Infatti c’è dell’altro da considerare: nelle dimostrazioni di fine 2011 la Fratellanza un po’ c’era pure stata, ma non tanto; solo che poi proprio essa aveva raccolto nella sostanza tutti i frutti con il voto del 2012. Si è però trattato di frutti che non ha saputo gestire. L’esercito, come si diceva, non è soltanto intervenuto con durezza per evitare bagni di sangue, ma ha subito dimostrato di voler anche gestire la deposizione di Morsi e il seguito che dovrà venire.

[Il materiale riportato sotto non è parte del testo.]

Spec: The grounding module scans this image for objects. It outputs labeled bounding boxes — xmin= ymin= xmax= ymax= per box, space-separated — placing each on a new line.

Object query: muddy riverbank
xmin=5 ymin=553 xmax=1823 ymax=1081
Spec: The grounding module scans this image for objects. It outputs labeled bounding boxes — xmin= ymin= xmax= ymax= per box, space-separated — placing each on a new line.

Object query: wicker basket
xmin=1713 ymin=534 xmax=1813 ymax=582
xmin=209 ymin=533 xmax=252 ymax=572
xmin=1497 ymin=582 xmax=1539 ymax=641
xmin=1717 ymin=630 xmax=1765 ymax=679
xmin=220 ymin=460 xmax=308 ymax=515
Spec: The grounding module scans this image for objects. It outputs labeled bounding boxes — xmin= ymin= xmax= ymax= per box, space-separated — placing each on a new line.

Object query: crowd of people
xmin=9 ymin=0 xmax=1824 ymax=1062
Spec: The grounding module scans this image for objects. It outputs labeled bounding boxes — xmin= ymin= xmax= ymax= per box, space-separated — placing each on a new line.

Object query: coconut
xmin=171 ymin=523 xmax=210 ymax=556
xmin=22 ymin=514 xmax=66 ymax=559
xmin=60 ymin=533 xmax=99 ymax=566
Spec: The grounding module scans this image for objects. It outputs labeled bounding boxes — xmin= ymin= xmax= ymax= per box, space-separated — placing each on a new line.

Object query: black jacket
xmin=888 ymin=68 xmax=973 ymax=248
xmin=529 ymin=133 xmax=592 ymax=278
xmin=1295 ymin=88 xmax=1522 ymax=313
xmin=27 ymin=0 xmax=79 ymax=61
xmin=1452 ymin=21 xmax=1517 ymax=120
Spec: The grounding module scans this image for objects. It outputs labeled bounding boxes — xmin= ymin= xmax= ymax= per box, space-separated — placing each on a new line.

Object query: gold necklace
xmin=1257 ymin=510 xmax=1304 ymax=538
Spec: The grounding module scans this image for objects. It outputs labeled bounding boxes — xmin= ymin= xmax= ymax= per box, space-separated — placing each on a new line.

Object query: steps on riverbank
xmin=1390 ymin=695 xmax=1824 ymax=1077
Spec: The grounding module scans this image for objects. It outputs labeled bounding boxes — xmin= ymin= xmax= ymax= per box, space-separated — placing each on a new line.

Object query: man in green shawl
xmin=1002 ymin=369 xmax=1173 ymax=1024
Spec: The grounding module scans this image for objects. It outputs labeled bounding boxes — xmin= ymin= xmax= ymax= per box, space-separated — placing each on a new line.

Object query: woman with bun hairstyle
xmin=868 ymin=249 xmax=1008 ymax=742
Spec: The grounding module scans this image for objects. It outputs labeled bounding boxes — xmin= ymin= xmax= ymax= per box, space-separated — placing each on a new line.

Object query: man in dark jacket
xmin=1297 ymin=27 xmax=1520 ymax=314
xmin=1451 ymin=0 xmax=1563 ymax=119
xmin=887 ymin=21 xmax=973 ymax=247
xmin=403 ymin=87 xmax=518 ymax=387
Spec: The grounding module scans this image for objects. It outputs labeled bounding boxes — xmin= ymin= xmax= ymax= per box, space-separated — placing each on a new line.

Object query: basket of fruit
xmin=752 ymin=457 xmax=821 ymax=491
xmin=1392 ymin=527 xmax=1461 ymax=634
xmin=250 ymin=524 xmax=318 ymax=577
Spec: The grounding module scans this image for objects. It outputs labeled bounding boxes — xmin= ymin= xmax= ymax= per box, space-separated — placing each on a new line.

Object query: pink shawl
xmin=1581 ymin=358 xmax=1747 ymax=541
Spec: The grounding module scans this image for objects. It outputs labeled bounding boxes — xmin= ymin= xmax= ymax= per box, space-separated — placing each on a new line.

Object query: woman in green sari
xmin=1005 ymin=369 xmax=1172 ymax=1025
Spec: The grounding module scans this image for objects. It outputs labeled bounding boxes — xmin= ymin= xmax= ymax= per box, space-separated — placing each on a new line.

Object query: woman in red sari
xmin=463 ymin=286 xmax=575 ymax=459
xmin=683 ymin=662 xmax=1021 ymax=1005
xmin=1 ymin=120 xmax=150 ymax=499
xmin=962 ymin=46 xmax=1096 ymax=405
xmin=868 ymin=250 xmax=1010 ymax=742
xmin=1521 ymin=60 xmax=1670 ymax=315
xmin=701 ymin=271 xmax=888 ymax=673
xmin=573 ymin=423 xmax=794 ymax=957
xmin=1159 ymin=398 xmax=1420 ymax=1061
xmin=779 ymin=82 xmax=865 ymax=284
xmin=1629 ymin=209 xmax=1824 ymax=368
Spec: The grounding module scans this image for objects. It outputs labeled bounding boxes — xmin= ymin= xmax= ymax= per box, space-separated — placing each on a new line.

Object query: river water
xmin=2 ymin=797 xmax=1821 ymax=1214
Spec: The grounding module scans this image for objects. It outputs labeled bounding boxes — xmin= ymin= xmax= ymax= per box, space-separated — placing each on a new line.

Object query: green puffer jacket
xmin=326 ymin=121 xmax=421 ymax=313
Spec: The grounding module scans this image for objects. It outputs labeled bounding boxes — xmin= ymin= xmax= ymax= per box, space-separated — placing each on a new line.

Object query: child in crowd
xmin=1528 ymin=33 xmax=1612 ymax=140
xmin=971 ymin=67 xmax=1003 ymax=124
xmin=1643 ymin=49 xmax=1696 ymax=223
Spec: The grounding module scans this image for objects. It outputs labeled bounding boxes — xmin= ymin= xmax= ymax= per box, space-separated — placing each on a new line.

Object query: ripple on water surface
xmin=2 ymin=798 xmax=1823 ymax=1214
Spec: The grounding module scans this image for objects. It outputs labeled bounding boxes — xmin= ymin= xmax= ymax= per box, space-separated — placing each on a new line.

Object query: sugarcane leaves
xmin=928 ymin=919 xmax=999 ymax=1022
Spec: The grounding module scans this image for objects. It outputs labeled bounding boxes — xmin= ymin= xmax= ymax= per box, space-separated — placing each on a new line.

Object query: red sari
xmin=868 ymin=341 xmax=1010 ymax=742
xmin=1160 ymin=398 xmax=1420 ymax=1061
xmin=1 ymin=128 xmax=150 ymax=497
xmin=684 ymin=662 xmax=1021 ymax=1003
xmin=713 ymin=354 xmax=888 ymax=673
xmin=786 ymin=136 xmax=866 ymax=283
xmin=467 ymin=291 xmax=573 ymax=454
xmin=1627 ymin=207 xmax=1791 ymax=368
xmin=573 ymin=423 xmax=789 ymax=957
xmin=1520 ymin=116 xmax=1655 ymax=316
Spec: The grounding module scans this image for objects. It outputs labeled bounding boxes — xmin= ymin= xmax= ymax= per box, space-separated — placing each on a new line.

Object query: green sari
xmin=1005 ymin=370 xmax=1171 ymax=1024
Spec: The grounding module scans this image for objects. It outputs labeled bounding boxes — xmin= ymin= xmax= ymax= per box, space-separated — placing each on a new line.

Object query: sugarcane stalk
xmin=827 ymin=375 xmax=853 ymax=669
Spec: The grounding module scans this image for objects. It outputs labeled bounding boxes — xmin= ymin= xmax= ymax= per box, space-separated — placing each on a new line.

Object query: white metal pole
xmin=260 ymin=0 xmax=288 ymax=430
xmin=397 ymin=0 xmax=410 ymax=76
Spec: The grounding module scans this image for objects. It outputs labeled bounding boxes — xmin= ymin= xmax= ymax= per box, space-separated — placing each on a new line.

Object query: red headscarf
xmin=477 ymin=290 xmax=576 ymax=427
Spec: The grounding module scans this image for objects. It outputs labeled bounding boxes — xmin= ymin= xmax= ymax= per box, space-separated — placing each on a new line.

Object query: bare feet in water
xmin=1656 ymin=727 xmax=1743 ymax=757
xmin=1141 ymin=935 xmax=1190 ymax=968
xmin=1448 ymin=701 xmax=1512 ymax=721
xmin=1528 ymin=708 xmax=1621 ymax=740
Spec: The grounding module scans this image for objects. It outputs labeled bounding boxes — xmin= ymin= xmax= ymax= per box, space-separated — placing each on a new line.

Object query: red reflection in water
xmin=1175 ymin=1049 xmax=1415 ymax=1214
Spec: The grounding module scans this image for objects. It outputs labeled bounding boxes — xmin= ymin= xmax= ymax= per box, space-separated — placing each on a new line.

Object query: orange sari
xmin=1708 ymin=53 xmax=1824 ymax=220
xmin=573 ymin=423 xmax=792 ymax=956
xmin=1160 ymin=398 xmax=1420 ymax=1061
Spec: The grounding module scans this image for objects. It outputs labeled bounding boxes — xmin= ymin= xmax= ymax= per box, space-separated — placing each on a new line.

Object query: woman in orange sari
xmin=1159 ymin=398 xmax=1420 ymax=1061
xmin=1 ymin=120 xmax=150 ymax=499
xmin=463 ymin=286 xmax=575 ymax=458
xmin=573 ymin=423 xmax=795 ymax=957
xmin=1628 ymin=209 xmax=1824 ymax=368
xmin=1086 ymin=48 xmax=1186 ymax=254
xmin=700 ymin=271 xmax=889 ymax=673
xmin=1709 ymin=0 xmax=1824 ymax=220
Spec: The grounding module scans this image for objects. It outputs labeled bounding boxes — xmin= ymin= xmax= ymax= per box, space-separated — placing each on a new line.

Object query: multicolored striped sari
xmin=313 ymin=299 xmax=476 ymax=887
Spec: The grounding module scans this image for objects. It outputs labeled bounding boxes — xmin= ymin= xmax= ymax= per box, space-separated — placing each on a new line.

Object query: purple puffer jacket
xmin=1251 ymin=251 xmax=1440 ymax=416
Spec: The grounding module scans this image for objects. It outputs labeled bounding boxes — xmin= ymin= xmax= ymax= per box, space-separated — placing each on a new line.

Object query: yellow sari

L’esercito vuole, infatti, un incontro tra tutte le parti per realizzare un compromesso.

 

E’ una posizione del massimo rilievo, perché, se sarà mantenuta, sembra evidente che qualche cosa dovrà pur spettare agli esponenti della primavera e che, ci sia o no una grande coalizione di governo, una deriva estremistica potrà limitarsi a episodi sporadici.

 

Tutto questo fa pensare, cioè, che non si possa dare per scontata l’eventualità che i militari vogliano prendersi il potere e può ben spiegare il fatto che salta subito agli occhi nelle vicende attuali - e che ha destato meraviglia in tutti noi occidentali – e cioè che l’esercito è stato accolto a braccia aperte ed acclamato proprio dai manifestati che negli anni passati avevano animato la primavera egiziana. Possibile che proprio i combattenti per la libertà stiano preparando un golpe? E ci sono altri rilevanti aspetti da considerare.

 

In primo luogo l’Egitto riceve ogni anno una valanga di dollari dagli Stati Uniti (un miliardo o un miliardo e mezzo), che vengono gestiti dai militari. Non è un fatto da trascurare; perché ovviamente nulla e nessuno obbliga Obama a firmare l’assegno.

 

Sta di fatto poi, che ai vertici delle forze armate egiziane c’è stata una recente evoluzione: il generale Tantawi, che Mubarak – all’inizio delle dimostrazioni alla fine del 2011 - aveva nominato ministro della difesa e poi capo del governo e che dopo la deposizione dell’autocrate era rimasto al vertice delle forze armate, è stato sostituito da Morsi lo scorso anno con il nuovo comandante al Sissi, attuale capo dell’esercito, uomo di fede religiosa ma non legato alla Fratellanza e considerato molto filoamericano…

 

Certo, nessuno ha in mano la sfera di cristallo, ma allo stato delle cose sembra che possa essere coltivata quanto meno la speranza che il paese non precipiti in una guerra civile e che la primavera non sia tramontata. La storia insegna (se qualche cosa la insegna) che le rivoluzioni in mano ai rivoluzionari o finiscono soffocate nel sangue o generano dittature, vedi Robespierre, vedi Lenin e Stalin, vedi le vicende sudamericane e vedi proprio quelle egiziane, nordafricane o mediorientali dei nostri giorni, mentre la democrazia fa fatica a compiere i primi passi e poi non finisce mai di progredire (e di perdere colpi).

 

P.S. Sul ruolo dell’Europa, e dei paesi europei nella loro diaspora, non si osserva nemmeno il silenzio, perché si può stare zitti su qualcosa che c’è, non su qualcosa che non c’è.